I get asked this a lot from both foreigners and Japanese. No, I’m still American. But theoretically, I could become a Japanese citizen:
By law, aliens with 5 years of continuous residence are eligible for naturalization and citizenship rights, including the right to vote; however, in practice, most eligible aliens choose not to apply for citizenship, partly due to fears that their cultural identity would be lost. Obstacles to naturalization included broad discretion available to adjudicating officers and great emphasis on Japanese-language ability. Naturalization procedures also required an extensive background check, including inquiries into the applicant’s economic status and assimilation into society. Koreans were given the option of adopting a Japanese surname. The Government defended its naturalization procedures as necessary to ensure the smooth assimilation of foreigners into society. Alien permanent residents may live abroad for up to 4 or 5 years without losing their right to permanent residence in the country.

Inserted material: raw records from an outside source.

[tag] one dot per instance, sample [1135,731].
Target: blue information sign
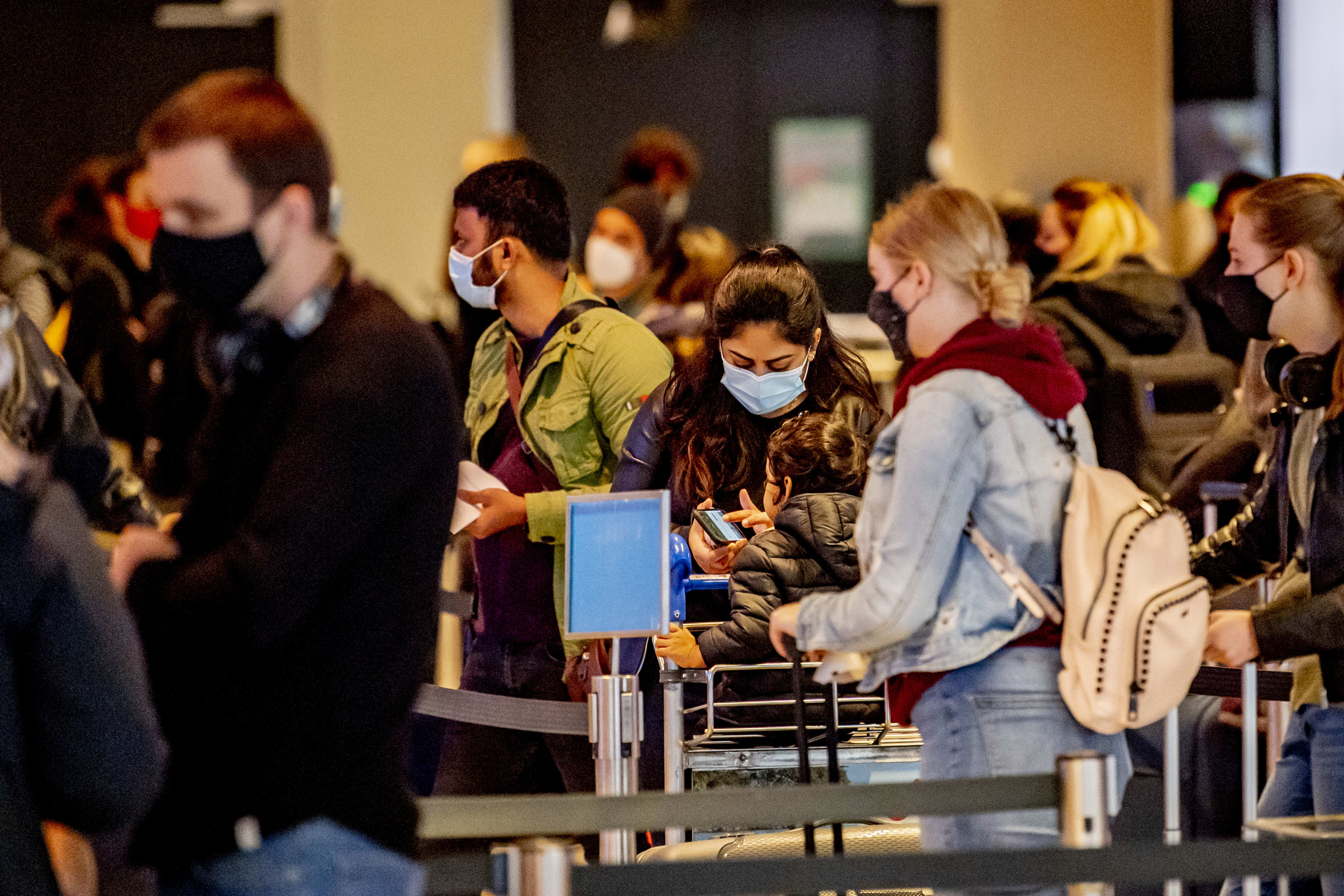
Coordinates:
[616,572]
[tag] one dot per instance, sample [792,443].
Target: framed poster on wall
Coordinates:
[822,187]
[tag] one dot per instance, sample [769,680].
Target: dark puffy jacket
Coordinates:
[78,738]
[810,550]
[43,412]
[1264,537]
[1139,307]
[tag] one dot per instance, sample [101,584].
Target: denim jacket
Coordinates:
[966,447]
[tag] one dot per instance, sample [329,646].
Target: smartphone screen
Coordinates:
[720,530]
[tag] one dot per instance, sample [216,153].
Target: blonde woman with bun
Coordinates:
[987,422]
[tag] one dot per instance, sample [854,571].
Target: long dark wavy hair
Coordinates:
[714,444]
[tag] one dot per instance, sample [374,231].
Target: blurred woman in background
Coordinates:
[94,330]
[625,254]
[979,436]
[1102,240]
[699,260]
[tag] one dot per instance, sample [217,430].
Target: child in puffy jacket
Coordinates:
[816,467]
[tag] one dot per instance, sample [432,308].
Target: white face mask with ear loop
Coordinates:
[608,264]
[460,272]
[335,211]
[765,393]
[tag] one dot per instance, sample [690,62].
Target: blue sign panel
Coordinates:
[616,573]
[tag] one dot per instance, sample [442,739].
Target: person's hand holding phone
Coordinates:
[750,516]
[710,556]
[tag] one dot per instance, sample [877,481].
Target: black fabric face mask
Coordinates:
[889,316]
[213,274]
[1244,303]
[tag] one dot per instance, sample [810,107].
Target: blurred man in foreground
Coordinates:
[289,618]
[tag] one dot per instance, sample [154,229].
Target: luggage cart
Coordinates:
[1213,493]
[723,746]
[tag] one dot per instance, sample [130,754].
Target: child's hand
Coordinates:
[784,621]
[680,648]
[750,516]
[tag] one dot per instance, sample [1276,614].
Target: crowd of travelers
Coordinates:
[214,696]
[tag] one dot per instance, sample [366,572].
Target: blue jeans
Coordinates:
[1308,781]
[1002,716]
[318,858]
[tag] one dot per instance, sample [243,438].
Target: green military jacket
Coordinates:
[579,402]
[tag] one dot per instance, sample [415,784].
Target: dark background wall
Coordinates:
[77,77]
[736,69]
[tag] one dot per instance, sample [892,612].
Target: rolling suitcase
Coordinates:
[1211,495]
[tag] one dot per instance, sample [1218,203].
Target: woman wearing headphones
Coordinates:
[1287,281]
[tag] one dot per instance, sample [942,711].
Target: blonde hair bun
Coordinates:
[959,236]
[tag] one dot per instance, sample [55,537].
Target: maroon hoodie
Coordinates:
[1030,360]
[1027,358]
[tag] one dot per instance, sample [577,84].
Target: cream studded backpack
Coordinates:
[1135,618]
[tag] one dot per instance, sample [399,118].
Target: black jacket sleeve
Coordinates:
[756,592]
[1300,626]
[1251,545]
[644,456]
[353,448]
[92,741]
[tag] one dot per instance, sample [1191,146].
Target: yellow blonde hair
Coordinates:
[959,236]
[1105,224]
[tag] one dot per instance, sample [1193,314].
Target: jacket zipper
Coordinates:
[1135,686]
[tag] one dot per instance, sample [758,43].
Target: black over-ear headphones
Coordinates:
[1303,379]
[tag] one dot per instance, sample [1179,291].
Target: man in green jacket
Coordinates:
[554,387]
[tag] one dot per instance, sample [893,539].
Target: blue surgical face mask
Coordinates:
[460,272]
[766,393]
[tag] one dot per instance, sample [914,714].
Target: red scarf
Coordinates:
[1031,360]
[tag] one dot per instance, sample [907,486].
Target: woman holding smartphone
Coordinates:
[769,358]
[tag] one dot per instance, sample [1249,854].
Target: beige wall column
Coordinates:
[401,86]
[1034,92]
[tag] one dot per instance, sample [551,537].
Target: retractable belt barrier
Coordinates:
[1131,863]
[545,716]
[484,817]
[560,718]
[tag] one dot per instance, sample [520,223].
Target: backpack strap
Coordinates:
[1064,433]
[1023,588]
[566,315]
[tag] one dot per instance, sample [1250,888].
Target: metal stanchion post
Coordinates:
[536,867]
[615,726]
[1251,750]
[1171,789]
[1085,809]
[674,734]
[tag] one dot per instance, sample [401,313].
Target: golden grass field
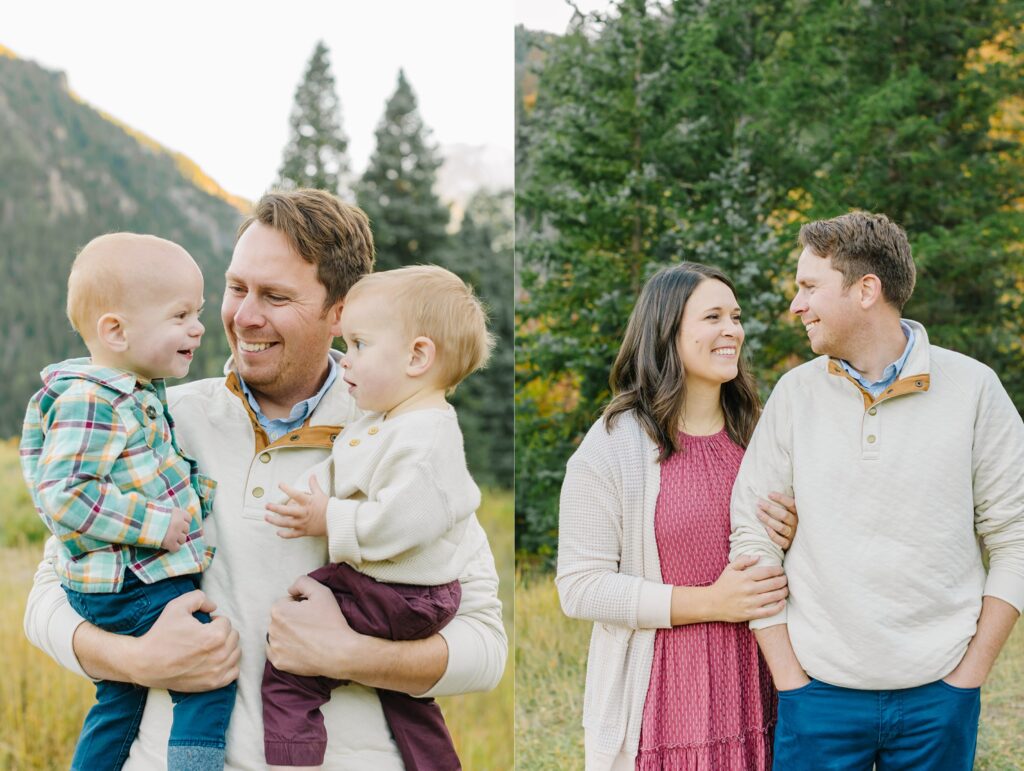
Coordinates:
[551,661]
[42,705]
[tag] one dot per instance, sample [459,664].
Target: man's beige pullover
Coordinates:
[886,573]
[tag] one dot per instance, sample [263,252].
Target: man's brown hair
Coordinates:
[326,231]
[861,243]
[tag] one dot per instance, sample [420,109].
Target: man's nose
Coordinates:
[798,305]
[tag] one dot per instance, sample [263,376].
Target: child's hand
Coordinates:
[302,514]
[177,533]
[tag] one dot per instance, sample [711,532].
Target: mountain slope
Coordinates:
[69,173]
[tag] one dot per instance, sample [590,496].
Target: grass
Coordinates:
[42,705]
[551,655]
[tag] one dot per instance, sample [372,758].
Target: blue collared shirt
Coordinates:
[890,374]
[280,426]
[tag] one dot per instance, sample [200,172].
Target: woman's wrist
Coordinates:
[692,605]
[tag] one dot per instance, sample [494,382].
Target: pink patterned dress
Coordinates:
[711,702]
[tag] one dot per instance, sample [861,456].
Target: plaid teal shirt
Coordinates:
[104,471]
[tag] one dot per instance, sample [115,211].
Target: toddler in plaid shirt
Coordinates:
[108,477]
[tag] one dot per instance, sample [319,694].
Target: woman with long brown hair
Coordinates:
[674,677]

Even if I were to renounce my American citizenship for Japanese citizenship, I’d still be a foreigner. It’s not like America where anyone can not only become an American but also be accepted as one. In Japan, if you’re not Japanese, you’re not Japanese.
Being married makes me a husband. Having two sons makes me a father. Living in Japan makes me a foreigner. So it doesn’t bother me being treated as such. On the contrary, as a privileged white guy, it’s good to be able to see the world from the perspective of a minority. I gave up bitching about it years ago.